Visual Physiology Opsin Database

A newly compiled database of opsin genes and machine-learning models to predict peak-sensitivity (λmax) phenotypes.

Summary of VPOD v1.3

  • Contains 1,714 unique opsin genotypes and corresponding λmax phenotypes collected across all animals from 120+ separate publications.
  • Curates all heterologously expressed, and a partial collection of physiologically inferred opsin genes.
  • Uses VPOD data and deepBreaks to show regression-based machine learning (ML) models reliably predict λmax, account for epistatic (non-additive) effects, and identify functional amino acid sites.
  • Lays the groundwork for future robust exploration of molecular-evolutionary patterns governing phenotype.

Database File Structure

VPOD provides both fully curated machine-learning ready datasets and the raw database files for custom querying using SQLite.

Formatted Data Subsets

Located in vpod_data/VPOD_1.3/formatted_data_subsets/. Subsets suitable for direct model training without requiring MySQL or sequence alignment.

  • xxx.txt - Unaligned data subsets.
  • xxx_aligned.txt - Aligned data subsets.
  • VPOD_xxx_het_1.3.fasta - Fully aligned and formatted subsets.
  • xxx_meta.tsv - Metadata files (species, accession, λmax).

Raw Database Files

Located in vpod_data/VPOD_1.3/raw_database_files/. Load into SQLite to create custom datasets.
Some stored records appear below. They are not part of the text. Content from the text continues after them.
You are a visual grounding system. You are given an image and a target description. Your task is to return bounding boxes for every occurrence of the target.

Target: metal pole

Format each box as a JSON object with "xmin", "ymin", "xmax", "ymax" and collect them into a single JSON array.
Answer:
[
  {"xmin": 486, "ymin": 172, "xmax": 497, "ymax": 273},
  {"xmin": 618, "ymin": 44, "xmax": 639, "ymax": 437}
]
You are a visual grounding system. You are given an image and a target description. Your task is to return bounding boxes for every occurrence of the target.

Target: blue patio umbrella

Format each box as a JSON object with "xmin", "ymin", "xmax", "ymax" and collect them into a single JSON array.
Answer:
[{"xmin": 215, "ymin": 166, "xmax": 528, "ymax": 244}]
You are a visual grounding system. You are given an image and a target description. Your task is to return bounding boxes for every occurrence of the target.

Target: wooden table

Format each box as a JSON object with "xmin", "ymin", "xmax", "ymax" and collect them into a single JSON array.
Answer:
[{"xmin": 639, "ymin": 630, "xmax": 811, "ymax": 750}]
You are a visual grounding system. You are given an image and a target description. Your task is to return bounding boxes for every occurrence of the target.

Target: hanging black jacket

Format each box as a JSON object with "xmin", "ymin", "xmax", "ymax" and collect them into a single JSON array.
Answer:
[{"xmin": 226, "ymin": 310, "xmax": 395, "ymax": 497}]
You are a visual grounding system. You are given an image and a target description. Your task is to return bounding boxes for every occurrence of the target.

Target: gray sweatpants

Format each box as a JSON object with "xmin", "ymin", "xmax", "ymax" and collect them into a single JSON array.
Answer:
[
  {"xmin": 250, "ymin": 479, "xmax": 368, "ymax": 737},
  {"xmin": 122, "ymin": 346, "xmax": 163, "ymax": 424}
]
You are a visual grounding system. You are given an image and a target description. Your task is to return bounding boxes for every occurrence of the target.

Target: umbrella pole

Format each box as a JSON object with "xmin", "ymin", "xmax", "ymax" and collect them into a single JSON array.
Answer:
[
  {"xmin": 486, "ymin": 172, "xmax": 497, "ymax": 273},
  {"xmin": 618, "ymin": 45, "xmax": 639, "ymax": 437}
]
  • litsearch.csv - Literature search information.
  • references.csv - All publication references.
  • opsins.csv - Sequence data & taxonomic metadata.
  • heterologous.csv - Opsin phenotype data & experimental metadata.
Clone VPOD
git clone https://github.com/VisualPhysiologyDB/visual-physiology-opsin-db.git
cd visual-physiology-opsin-db
# Start exploring with vpod_main_wf.ipynb

Workflows & Analysis Notebooks

Primary ML Workflow

vpod_main_wf.ipynb is the primary notebook for users. It contains a full pipeline for creating a local instance of VPOD using SQLite, formatting datasets, and training ML models using deepBreaks.

Sequence Manipulation

Includes tools for generating chimeras, in-silico deep-mutational-scanning (DMS), and reciprocal mutagenesis to build theoretical opsin variants for model testing.

Phylogenetic Imputation

R-based tools (Phylogenetic_Imputation.Rmd) to load tree files, make λmax predictions via phylogenetic imputation, and compare them directly against ML outputs.

Mine-n-Match (MNM)

Advanced workflow combining heterologous expression data with in-vivo correlations to augment datasets for more robust taxonomic subset modeling.